Hard, difficult question. It is complex and difficult from the perspective that it’s almost impossible to predict the future these days. I think Ukraine was definitely on the path to more integration with the European Union or the West, if you want? And maybe the idea of Ukraine eventually joining NATO was one of the primary concerns for Russia. To what extent did Russia’s intervention was in any way, shape or form justified? I don’t want to get into that discussion, because I think it’s an abuse of international relations. But basically, up until February, up until the invention, the people of the Ukraine were looking at the West with a lot of hope.
What happens after the Russian intervention in the Ukraine? This hope grows additionally not only in the Ukraine, but also in neighboring Moldova, in Georgia and pretty much all over Eastern Europe, from the Baltic states through Poland, Slovakia and possibly Bulgaria as well. I’m not sure what’s happening in Hungary, but that’s a little bit of a different story. I don’t know if I answered your question.
I understand that the hope for development is opposed to standing in one place, to repeating the same thing as the disastrous transition did, and the hope was related to the West. So let me ask something about that. Here we have now a situation in which Ukraine applied for fast-track accession to the EU and Moldova and Georgia followed suit just a few days after that. We know that there is a war in Ukraine and also Georgia and Moldova have their own frozen conflicts. And especially in this situation, Transnistria announced that it may declare independence if the geopolitical position of Moldova changes. So that is one thing: the geopolitical dimension. But apart from that, there is also the part of relations with the EU, which is a give and take relationship. So what is these three countries’ application for joining the EU changing for them? What can the EU deliver and what is realistic given all those frozen and warm conflicts that take place?

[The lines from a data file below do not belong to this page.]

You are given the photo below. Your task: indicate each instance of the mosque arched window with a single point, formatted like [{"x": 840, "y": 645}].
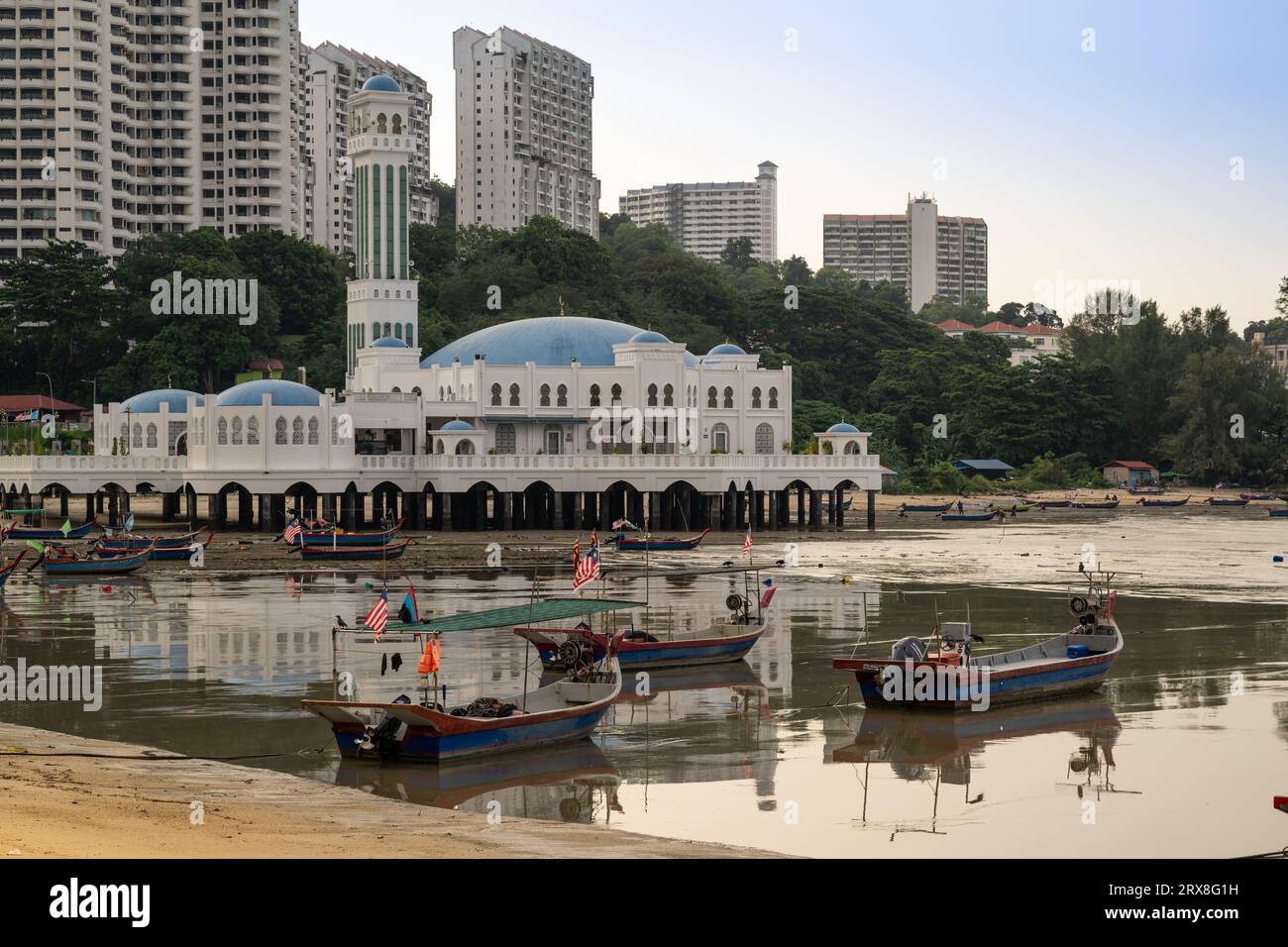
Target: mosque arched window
[
  {"x": 505, "y": 438},
  {"x": 764, "y": 438}
]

You have many questions in one. So it’s a bit difficult, but I think we should start from this concept of fast-track accession. To the best of my knowledge, it is not yet very well defined. We all know that in order for a country to start accession to the European Union, that country needs to satisfy the Copenhagen criteria. And the Copenhagen criteria are most importantly related to social peace within a country. Now, that is not really valid or applicable to Ukraine, which is involved in a war, while in Georgia you have frozen conflicts related to Ossetia and Abkhazia. And in the Republic of Moldova, because of the so-called Transnistrian Republic.
So I’m looking at the concept of fast-track accession as something that will need first of all, the clarification from the European Commission, basically from the European Council, because it’s a matter of changes in a sense to the treaties. So I do not expect that the fast track can start being applied earlier than between six months and a year. And I do not see the idea of a fast accession in the priorities of the French presidency.
So if that comes in any way, shape or form on the table, it will probably happen in the second half of this year, and the first steps that we could see in terms of an agreement or a political process can be next year in the best case scenario. After that, provided that we have a new framework for this Fast-Track accession, there will be a negotiation process. We all remember from the time when Romania and Bulgaria were candidates to the European Union there were negotiations regarding specific chapters on, I don’t know, statistics, agriculture or Justice and Home Affairs. Specifically the Justice and Home Affairs chapter will be very difficult to negotiate for all of these countries. We know that in Georgia they had a huge process of cleaning up the police about ten years ago. They are reforming the judiciary. In Ukraine, they started the reform with the vetting process that was borrowed, so to say from Albania. And Moldova has just started the vetting process for magistrates. It has been ongoing throughout this crisis. So especially for the chapter on Justice and Home Affairs, it’s going to be very difficult when we look at the judiciary, the justice system, and it’s going to be very difficult from the perspective of Home Affairs. One look at the hot war area in eastern Ukraine and in the south is sufficient. And if you think of the many so-called frozen conflicts, look at both Georgia and Moldova. So from that perspective, it’s going to be extremely difficult to have a fast track accession and when we mean fast track, we mean basically at least three years down the road. I cannot see it happening faster than that.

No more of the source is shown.